Server stores ciphertext only
The server receives encrypted ciphertext, an IV, expiry settings, and view-limit metadata. It never receives the plaintext secret.
Key stays in the URL fragment
The decryption key is placed after the # symbol in the link. Browsers do not send that fragment to servers in normal HTTP requests.
View limits are enforced server-side
When a secret is opened, iKrypt uses a Firestore transaction to reserve the view, update the view count, or delete the record on the final allowed view.
Browser-side encryption
When you paste a secret, iKrypt encrypts it in your browser using AES-256-GCM through the Web Crypto API. A fresh encryption key and random initialization vector are generated for each secret.
The plaintext secret is not sent to iKrypt. The server receives only encrypted ciphertext and the metadata needed to enforce expiry and view limits.
This makes iKrypt useful for quick handoffs such as passwords, API keys, .env values, temporary login credentials, and contractor/client access details.
The key stays after #
The decryption key is placed in the URL fragment, which is the part of the link after the # symbol.

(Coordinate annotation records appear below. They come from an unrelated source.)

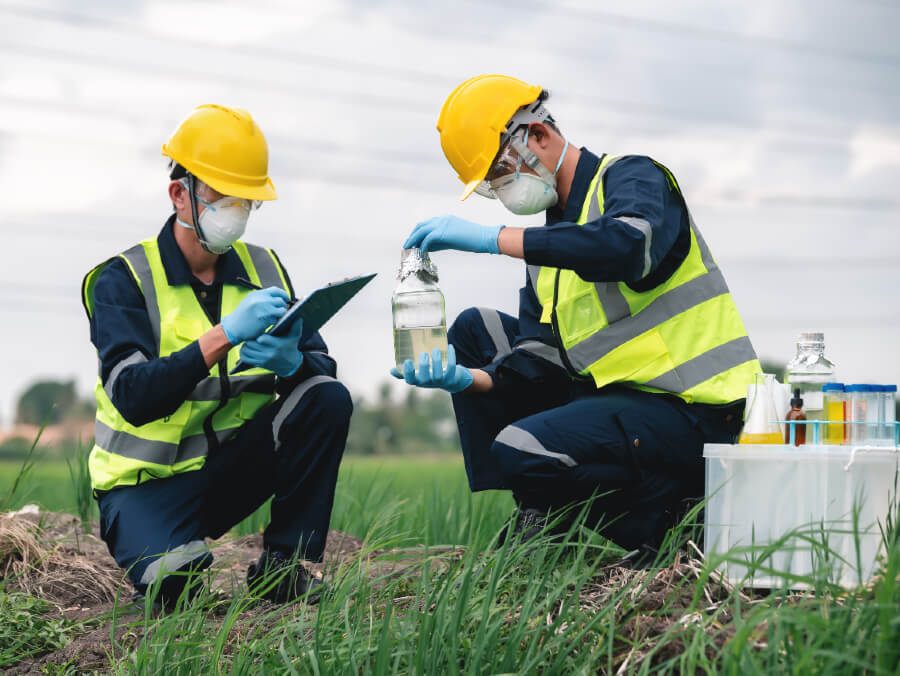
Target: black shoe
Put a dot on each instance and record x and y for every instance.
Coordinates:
(641, 558)
(531, 522)
(279, 577)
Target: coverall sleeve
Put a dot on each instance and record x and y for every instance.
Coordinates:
(142, 387)
(643, 215)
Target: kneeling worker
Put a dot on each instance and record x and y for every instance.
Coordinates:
(183, 450)
(628, 353)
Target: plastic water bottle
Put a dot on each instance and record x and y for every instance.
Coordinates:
(420, 324)
(808, 371)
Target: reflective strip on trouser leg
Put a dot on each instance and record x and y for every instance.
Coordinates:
(494, 327)
(174, 559)
(290, 403)
(521, 440)
(542, 350)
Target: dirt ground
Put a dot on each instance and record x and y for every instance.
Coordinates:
(79, 578)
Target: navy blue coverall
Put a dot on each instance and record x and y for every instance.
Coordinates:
(309, 420)
(553, 439)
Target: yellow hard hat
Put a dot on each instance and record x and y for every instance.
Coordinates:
(473, 118)
(224, 148)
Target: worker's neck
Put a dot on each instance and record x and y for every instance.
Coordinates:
(566, 175)
(201, 262)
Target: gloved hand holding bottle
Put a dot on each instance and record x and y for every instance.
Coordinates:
(279, 354)
(257, 312)
(451, 232)
(452, 379)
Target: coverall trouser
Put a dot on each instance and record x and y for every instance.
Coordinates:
(638, 454)
(290, 450)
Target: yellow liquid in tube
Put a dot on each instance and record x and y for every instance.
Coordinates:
(764, 438)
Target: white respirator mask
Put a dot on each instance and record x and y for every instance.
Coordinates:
(524, 193)
(222, 222)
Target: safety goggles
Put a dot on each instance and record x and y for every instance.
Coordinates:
(512, 158)
(224, 201)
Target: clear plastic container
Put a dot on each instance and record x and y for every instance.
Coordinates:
(835, 412)
(828, 503)
(420, 324)
(809, 370)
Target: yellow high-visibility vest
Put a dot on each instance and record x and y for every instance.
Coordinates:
(683, 337)
(124, 454)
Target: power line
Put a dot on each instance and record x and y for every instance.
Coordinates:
(347, 65)
(717, 34)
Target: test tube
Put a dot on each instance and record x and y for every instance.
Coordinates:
(858, 400)
(835, 410)
(890, 413)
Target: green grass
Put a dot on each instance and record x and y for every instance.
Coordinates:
(489, 609)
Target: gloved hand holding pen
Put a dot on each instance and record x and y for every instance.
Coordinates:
(257, 312)
(452, 379)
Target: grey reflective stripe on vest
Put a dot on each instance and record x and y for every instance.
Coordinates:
(644, 228)
(542, 350)
(532, 272)
(522, 440)
(135, 357)
(148, 450)
(265, 266)
(137, 257)
(704, 366)
(615, 306)
(174, 559)
(680, 299)
(494, 328)
(291, 401)
(210, 389)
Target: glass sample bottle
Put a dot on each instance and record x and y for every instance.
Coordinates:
(796, 413)
(761, 426)
(420, 324)
(808, 371)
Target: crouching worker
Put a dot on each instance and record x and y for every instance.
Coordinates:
(183, 448)
(628, 353)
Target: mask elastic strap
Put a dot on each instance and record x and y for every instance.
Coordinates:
(562, 156)
(531, 160)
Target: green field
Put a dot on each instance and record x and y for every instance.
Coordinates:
(483, 609)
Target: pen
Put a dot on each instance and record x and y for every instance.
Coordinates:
(243, 281)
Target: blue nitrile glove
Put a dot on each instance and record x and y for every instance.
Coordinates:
(450, 232)
(453, 379)
(279, 354)
(257, 312)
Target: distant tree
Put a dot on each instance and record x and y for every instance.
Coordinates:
(50, 402)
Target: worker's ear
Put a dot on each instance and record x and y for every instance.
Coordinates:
(178, 195)
(540, 133)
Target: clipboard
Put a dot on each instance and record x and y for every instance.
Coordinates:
(316, 309)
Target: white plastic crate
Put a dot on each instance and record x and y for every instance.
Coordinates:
(757, 494)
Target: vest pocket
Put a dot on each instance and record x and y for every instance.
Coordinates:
(579, 315)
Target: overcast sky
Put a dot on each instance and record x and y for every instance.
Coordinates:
(780, 120)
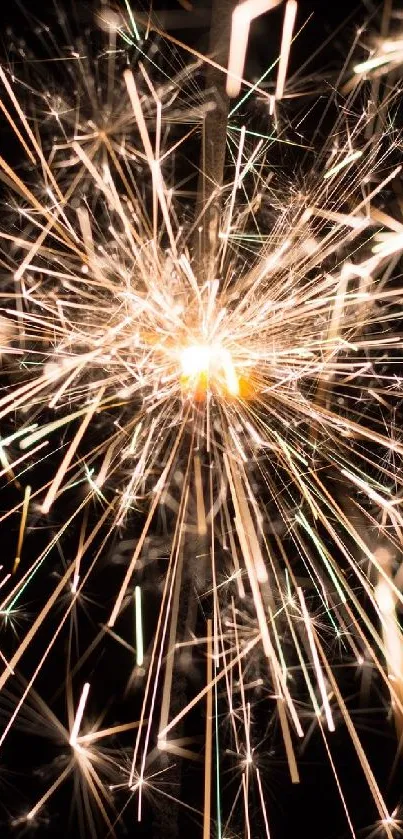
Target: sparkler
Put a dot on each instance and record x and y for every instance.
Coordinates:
(237, 385)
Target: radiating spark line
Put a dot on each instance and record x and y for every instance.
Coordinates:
(139, 627)
(242, 17)
(288, 26)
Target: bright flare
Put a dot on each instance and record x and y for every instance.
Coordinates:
(206, 365)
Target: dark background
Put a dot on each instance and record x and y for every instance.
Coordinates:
(30, 759)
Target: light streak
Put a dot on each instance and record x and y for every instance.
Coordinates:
(139, 627)
(242, 17)
(79, 716)
(228, 407)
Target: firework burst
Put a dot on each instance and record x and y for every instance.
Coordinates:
(226, 367)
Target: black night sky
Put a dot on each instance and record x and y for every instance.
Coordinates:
(35, 751)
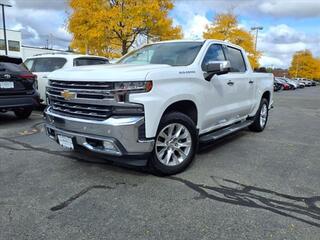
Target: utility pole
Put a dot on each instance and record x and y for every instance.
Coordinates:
(257, 32)
(4, 27)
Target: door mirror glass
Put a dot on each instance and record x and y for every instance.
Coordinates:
(217, 67)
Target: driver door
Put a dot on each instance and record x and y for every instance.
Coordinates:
(220, 95)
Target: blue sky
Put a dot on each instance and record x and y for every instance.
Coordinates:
(289, 25)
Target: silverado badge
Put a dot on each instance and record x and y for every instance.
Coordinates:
(7, 76)
(67, 95)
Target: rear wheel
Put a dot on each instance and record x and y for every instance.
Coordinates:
(23, 113)
(175, 144)
(261, 118)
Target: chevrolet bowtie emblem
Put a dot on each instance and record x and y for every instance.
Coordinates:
(67, 95)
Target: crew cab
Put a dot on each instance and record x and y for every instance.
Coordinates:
(158, 103)
(17, 88)
(43, 64)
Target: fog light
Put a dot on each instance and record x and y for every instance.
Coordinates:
(109, 146)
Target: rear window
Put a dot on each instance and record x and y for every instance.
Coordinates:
(11, 67)
(89, 61)
(236, 59)
(45, 64)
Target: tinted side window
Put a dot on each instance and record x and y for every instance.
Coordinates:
(236, 60)
(2, 46)
(89, 61)
(48, 64)
(14, 45)
(29, 63)
(214, 53)
(12, 67)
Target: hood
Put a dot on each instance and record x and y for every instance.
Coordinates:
(108, 72)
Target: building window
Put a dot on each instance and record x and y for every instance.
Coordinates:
(2, 46)
(14, 46)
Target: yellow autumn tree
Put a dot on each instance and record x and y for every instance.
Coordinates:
(304, 65)
(111, 27)
(317, 75)
(225, 27)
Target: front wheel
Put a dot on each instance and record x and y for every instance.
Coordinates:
(23, 113)
(261, 118)
(175, 144)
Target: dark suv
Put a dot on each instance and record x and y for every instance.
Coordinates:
(17, 88)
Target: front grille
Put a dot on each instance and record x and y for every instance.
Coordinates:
(81, 110)
(82, 85)
(88, 102)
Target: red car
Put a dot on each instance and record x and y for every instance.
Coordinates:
(284, 85)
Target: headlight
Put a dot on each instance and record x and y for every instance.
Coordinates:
(139, 86)
(123, 89)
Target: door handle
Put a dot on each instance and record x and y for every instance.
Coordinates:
(230, 83)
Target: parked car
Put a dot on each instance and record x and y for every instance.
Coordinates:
(158, 102)
(17, 88)
(306, 82)
(299, 82)
(43, 64)
(276, 86)
(292, 84)
(284, 85)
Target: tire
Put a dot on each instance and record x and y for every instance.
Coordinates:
(260, 122)
(175, 145)
(23, 113)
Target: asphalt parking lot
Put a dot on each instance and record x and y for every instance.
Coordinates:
(247, 186)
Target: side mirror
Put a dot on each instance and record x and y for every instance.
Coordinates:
(216, 68)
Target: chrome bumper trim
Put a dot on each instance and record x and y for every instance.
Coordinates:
(122, 132)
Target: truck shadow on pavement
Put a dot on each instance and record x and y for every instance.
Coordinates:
(304, 209)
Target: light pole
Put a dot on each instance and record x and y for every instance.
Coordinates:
(257, 31)
(4, 27)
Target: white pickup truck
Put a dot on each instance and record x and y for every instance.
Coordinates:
(158, 103)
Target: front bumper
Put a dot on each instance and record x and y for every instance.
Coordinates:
(12, 102)
(121, 134)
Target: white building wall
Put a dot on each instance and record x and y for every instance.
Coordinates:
(24, 51)
(11, 36)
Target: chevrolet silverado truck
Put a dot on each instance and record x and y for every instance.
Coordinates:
(17, 88)
(156, 104)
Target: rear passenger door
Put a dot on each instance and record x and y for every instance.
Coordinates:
(243, 86)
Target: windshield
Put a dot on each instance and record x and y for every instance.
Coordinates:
(174, 54)
(45, 64)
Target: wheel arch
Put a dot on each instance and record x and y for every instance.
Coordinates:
(266, 95)
(187, 107)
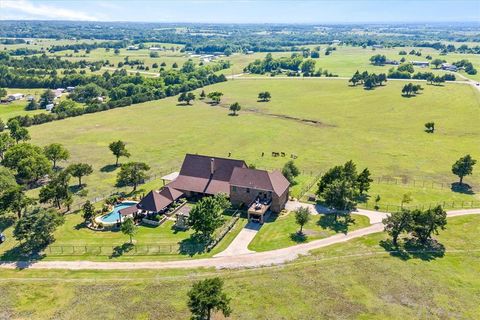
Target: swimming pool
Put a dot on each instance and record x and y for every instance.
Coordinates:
(114, 216)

In normal HTTP requests, browsers do not send the fragment to the server. iKrypt sees the secret ID, but not the decryption key.
What the server stores
Stores
- Encrypted ciphertext
- Initialization vector, also called IV
- Creation time
- Expiry time
- Current view count
- Maximum allowed views
Does not store
- Plaintext secret
- Decryption key
- Account profile
- Password vault data
Burn-after-reading is enforced on the server
View limits are not just UI behavior. The server checks and updates secret state inside a single transaction.
No plaintext on the server
Secrets are encrypted before upload, so iKrypt is not designed to store readable passwords, API keys, or credentials.
One-time access is atomic
View limits are enforced inside a transaction, avoiding the common race condition where simultaneous requests could consume the same one-view secret twice.

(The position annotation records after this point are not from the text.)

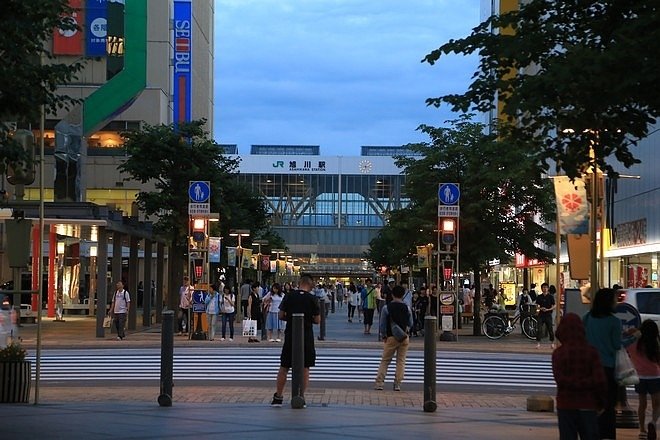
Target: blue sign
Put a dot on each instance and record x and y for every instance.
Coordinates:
(628, 315)
(449, 194)
(96, 28)
(199, 301)
(182, 43)
(199, 191)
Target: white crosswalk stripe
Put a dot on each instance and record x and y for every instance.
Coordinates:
(262, 365)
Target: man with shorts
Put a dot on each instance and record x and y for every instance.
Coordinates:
(298, 301)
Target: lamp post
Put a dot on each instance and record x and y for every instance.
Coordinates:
(259, 243)
(240, 233)
(277, 253)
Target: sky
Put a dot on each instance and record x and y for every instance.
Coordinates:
(335, 73)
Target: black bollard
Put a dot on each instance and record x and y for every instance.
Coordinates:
(298, 360)
(430, 326)
(322, 324)
(166, 359)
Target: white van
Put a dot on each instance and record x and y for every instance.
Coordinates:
(645, 300)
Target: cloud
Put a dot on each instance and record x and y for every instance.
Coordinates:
(335, 73)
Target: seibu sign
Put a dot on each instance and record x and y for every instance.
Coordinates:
(182, 42)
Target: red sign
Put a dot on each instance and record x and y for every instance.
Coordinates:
(70, 42)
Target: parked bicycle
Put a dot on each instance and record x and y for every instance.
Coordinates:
(496, 325)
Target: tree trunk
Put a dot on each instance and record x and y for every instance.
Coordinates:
(476, 306)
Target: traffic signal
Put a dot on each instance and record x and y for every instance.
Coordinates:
(448, 231)
(22, 172)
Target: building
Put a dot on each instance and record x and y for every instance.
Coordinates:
(161, 75)
(326, 208)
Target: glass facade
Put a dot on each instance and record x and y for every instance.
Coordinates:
(326, 208)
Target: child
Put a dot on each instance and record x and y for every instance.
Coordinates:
(645, 355)
(580, 381)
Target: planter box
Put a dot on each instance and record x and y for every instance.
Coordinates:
(15, 382)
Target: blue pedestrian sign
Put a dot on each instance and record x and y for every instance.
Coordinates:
(199, 191)
(449, 194)
(628, 315)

Expired secrets are blocked immediately
Once a secret expires, the API rejects access immediately, even if the encrypted database record has not yet been physically removed by TTL cleanup.
No analytics on secret pages
The pages where secrets are created or viewed do not load third-party analytics scripts.
Expiry and deletion
A secret becomes inaccessible immediately once it expires or reaches its view limit. The API rejects any further request as soon as either condition is true.

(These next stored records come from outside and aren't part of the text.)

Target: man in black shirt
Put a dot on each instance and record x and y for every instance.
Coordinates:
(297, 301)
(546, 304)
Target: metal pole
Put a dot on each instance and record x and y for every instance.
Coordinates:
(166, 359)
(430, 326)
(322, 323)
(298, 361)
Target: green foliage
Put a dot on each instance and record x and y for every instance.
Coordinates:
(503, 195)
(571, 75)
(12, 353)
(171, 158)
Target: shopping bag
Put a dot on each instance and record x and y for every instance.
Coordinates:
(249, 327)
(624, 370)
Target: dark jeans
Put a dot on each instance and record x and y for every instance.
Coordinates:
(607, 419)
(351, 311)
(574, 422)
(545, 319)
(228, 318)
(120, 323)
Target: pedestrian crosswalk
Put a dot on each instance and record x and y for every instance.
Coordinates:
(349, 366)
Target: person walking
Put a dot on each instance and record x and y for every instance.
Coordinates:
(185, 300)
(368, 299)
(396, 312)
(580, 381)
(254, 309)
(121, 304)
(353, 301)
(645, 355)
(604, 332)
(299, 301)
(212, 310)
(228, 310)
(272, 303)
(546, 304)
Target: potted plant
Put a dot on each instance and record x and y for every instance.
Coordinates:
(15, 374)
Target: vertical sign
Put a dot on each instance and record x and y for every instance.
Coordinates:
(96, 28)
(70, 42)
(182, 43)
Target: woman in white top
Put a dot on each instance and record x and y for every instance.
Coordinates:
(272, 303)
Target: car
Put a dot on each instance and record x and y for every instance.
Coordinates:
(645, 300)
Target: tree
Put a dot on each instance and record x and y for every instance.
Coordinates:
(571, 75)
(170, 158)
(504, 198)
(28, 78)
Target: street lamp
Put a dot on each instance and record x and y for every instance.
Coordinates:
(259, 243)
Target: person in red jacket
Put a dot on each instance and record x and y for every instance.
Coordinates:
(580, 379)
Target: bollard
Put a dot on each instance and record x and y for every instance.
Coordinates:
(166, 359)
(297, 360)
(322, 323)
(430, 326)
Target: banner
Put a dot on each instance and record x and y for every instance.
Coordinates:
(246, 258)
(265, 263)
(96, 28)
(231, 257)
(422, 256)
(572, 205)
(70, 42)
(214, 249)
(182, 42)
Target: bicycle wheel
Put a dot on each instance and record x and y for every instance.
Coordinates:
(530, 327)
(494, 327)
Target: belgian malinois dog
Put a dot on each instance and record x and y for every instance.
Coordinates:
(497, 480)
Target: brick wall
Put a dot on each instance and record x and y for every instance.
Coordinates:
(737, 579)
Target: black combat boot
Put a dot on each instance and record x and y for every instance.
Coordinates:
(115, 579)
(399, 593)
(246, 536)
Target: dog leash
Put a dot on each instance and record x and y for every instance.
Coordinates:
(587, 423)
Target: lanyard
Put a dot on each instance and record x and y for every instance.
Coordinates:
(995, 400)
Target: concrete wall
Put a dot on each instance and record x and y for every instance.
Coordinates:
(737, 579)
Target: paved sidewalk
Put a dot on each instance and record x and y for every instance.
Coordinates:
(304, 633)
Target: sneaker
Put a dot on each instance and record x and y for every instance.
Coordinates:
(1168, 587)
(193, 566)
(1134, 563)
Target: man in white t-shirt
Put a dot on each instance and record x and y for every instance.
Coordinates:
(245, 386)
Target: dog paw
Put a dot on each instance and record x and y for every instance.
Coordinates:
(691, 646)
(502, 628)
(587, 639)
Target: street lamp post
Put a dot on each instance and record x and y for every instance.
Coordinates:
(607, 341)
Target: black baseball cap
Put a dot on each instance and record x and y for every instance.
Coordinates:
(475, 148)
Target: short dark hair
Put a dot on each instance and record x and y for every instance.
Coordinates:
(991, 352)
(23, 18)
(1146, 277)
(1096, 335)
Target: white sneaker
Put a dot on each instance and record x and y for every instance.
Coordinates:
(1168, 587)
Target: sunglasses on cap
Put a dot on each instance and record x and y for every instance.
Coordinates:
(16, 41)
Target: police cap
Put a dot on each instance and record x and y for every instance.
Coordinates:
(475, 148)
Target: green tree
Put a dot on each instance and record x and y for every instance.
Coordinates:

When the final allowed view is consumed, the encrypted record is deleted inside the same transaction that reserves that final view.
For secrets that expire without being viewed, encrypted records are removed by Firestore's TTL policy, typically within 24 hours of expiry.
Analytics and scripts
The pages where secrets are created or viewed do not load third-party analytics scripts. That keeps the most sensitive parts of the product cleaner and easier to reason about.
Some public marketing pages may use limited analytics to understand aggregate traffic. The details are listed in the privacy policy.
What iKrypt does not protect against
Browser-side encryption is useful, but it is not magic. It cannot protect against problems outside the encrypted handoff itself.
- A compromised sender or recipient device
- Malicious browser extensions that can read page content
- Someone forwarding the full link, including the key after #
- Screenshots, copy/paste, or manual saving after the secret is revealed
- A recipient intentionally sharing the revealed secret with someone else
Recommended usage
Treat iKrypt links as sensitive until they expire or are consumed.
- Share the full link only through a channel you trust.
- Treat the part after # as sensitive because it contains the decryption key.
- Use short expiry times for high-risk secrets.
- Prefer one-view links when the recipient only needs to read the secret once.
- Do not use iKrypt as long-term storage or a password manager.
Open source
Don't just trust the copy. Inspect the code.
Security tools should be inspectable. iKrypt's source code is public so developers can review how encryption, key handling, Firestore transactions, and expiry behavior are implemented.